Sans ses yeux, M. Louaisot de Méricourt aurait été un pur grotesque.
Avec ses yeux, ce pouvait être un charlatan très déterminé et même un
dangereux coquin.
Assis dans son fauteuil de cuir aux formes ramassées, il paraissait
plutôt petit, mais quand il se leva pour me recevoir, je vis qu'il était de
bonne taille ordinaire, grâce à ses jambes qu'il avait démesurément
longues.
--Vous permettez, n'est-ce pas? me dit-il, continuant de manger un
morceau de veau rôti, sous le pouce, tout en feuilletant avec la pointe
de son couteau un dossier assez compact qui était devant lui sur la table,
chargée de paperasses en désordre. Si vos journées, à vous, ont plus de
vingt-quatre heures, mes sincères compliments; moi, je n'ai pas même
le temps de brouter en repos: je mange l'avoine dans mon sac comme
les chevaux de citadine.... De la part de qui, s'il vous plaît?
Il me montra du doigt une chaise, et comme je ne comprenais pas sa
question, il l'expliqua, disant:
--Je me fais l'honneur de vous demander quel est celui de mes
honorables amis ou clients qui vous envoie vers moi. Je prononçai le

nom de la personne qui m'avait indiqué sa maison.

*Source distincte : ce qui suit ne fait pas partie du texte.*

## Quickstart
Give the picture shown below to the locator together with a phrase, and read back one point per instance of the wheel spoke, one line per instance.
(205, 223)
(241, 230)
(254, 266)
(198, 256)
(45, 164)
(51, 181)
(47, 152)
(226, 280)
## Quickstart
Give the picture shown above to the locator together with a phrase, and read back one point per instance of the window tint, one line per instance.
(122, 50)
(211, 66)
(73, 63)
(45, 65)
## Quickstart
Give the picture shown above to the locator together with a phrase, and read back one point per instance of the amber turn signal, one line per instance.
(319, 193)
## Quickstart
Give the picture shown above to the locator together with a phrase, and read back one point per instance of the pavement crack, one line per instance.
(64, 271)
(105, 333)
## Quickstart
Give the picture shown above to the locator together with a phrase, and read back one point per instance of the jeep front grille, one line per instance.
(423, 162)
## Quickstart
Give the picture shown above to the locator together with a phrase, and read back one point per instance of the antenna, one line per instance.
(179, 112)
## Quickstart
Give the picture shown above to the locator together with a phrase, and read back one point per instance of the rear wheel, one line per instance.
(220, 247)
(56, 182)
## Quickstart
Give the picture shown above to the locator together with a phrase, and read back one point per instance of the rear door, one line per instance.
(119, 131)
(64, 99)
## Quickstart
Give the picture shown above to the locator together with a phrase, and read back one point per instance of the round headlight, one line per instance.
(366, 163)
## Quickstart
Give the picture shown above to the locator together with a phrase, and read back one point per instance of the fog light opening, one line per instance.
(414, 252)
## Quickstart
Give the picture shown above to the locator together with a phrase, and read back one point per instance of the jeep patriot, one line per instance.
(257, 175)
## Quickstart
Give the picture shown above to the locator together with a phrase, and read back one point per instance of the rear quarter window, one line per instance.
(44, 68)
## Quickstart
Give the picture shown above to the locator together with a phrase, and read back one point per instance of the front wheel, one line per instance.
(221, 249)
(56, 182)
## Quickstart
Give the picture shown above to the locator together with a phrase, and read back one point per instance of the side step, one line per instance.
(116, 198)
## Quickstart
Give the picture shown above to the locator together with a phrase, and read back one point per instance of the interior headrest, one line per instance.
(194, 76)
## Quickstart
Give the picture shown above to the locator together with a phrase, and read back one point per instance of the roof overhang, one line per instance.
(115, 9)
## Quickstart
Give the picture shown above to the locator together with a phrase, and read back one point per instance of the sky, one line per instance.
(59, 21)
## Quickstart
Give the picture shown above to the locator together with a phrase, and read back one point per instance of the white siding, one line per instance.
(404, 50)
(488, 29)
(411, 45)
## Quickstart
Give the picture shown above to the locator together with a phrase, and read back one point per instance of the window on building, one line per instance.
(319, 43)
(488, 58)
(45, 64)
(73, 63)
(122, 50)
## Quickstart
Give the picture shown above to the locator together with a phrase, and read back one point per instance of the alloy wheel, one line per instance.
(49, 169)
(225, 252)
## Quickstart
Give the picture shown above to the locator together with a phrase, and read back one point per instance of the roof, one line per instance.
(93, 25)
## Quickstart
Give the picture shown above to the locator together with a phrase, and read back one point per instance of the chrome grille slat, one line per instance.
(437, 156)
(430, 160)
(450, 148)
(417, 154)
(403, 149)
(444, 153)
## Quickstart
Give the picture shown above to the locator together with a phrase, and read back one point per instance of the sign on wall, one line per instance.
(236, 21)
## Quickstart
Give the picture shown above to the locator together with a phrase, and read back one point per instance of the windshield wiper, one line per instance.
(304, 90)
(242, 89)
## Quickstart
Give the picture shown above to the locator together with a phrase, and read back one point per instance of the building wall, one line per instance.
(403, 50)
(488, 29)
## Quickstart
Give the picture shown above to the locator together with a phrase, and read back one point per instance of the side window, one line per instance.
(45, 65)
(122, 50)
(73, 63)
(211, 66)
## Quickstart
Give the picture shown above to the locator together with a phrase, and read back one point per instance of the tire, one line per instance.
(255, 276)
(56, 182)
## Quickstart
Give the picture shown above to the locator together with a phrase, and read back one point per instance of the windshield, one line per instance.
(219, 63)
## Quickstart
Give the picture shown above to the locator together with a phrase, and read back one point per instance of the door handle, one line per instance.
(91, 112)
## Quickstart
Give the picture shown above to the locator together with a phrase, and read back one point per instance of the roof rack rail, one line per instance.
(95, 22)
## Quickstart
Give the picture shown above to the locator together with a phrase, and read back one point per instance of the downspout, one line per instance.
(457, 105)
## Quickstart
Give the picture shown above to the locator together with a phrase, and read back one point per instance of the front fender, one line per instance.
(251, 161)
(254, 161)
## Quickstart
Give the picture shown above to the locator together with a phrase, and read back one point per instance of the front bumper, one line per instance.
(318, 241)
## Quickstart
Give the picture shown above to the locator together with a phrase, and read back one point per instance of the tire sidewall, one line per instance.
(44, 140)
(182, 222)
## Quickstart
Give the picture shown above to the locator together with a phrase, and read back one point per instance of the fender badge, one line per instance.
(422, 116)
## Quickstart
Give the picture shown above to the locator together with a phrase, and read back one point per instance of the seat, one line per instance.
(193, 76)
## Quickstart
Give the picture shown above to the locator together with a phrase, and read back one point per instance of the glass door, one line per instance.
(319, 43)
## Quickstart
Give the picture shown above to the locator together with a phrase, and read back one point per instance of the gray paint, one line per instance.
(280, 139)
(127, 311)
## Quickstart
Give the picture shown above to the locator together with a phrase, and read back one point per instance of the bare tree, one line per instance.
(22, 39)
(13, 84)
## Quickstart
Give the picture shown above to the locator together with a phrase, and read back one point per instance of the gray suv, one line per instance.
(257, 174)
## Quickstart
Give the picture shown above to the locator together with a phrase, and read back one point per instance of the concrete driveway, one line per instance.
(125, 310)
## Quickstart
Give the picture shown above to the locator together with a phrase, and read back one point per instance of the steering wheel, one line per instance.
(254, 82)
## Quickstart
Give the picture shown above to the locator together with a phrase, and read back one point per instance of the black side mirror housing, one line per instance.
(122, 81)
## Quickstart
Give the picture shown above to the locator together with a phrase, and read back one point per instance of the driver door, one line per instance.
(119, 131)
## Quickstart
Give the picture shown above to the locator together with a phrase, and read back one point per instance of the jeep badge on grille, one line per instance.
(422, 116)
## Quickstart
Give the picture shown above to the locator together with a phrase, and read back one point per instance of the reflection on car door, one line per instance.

Il prit aussitôt un petit carnet dont la tranche formait un escalier
alphabétique, et l'ouvrit à la lettre voulue.
Pendant qu'il consultait ce livre d'or de sa clientèle, mon regard
parcourut son bureau, qui était une chambre assez grande, mais basse
d'étage, et dont les murailles, du plancher au plafond, se tapissaient de
cartons.
Le mobilier, très simple, avait dû être acheté rue Beaubourg, sauf deux
consoles, ébène et écaille, toutes fleuries de pierres précieuses qui
semblaient fort étonnées de se trouver en pareille compagnie.
De même, parmi les estampes communes que les cartons reléguaient
aux deux côtés de la cheminée, je vis, non sans surprise, deux Théodore
Rousseau de la meilleure manière, et un véritable bijou signé Isabey.